E’ appeso ad una gruccia nell’armadio di ogni donna. Di solito è nero ed è
fatto di uno di quei tessuti che finchè non lo guardi da molto vicino non
sapresti dire esattamente cos’è, uno di quelli che puoi indossare quantomeno da
ottobre a maggio, per intenderci. E’ un abito che puoi mettere con le decolletè
o con gli stivali, con la giacca da consulente, con un morbido golfino pelosetto
o solo con una sciarpina di seta. Banale fin che si vuole, mai sbagliato, ti fa
fare la tua discreta figura dal convegno al vernissage passando per ogni sorta
di cena e senza dimenticare il teatro. Se
poi ti riesce di azzeccare l’accessorio, la discreta figura può evolvere in un
successo pieno nel tempo di infilare un paio di orecchini.
Instancabile dispensatore di sicurezza sociale e affidabile
salvatore ad ogni invito imprevisto o repentino cambio di stagione, il segreto del
suo successo - contrariamente a quanto
si possa essere portati a pensare - non
è la versatilità, bensì il mimetismo. Assorbe il tono dell’ambiente e lo riverbera,
così che agli occhi di chi guarda appare infallibilmente in sintonia. E’ il neutro fondale
sui cui lo sguardo appoggia ciò di cui è stato colmato.
Ecco, io vorrei avere, appeso ad una gruccia nel mio repertorio espressivo,
un sorriso che avesse le stesse caratteristiche di questo abito.

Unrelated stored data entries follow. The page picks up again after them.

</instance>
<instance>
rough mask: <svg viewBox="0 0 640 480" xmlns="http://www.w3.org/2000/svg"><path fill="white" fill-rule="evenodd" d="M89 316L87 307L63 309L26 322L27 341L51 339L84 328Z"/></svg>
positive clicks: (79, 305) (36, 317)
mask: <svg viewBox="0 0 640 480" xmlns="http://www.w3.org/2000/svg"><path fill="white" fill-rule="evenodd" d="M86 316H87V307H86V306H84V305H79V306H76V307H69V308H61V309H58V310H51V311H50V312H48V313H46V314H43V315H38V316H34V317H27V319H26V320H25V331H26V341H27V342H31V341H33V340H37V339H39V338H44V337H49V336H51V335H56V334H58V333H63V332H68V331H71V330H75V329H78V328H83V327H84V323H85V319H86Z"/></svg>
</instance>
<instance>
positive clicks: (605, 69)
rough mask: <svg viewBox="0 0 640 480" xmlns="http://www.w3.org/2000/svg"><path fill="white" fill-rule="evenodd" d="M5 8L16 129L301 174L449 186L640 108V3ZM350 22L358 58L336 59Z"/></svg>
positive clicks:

Perché può anche capitare, certe volte, di passare in
rassegna tutte le espressioni e di non trovarne nessuna che ci convinca. E dopo
averle gettate alla rinfusa sul letto e sulle seggiole, io resto lì in mutande
e mi dico che vorrei tanto che da un cassetto mi saltasse fuori un sorriso che
non dice niente di sé, se non che c’è.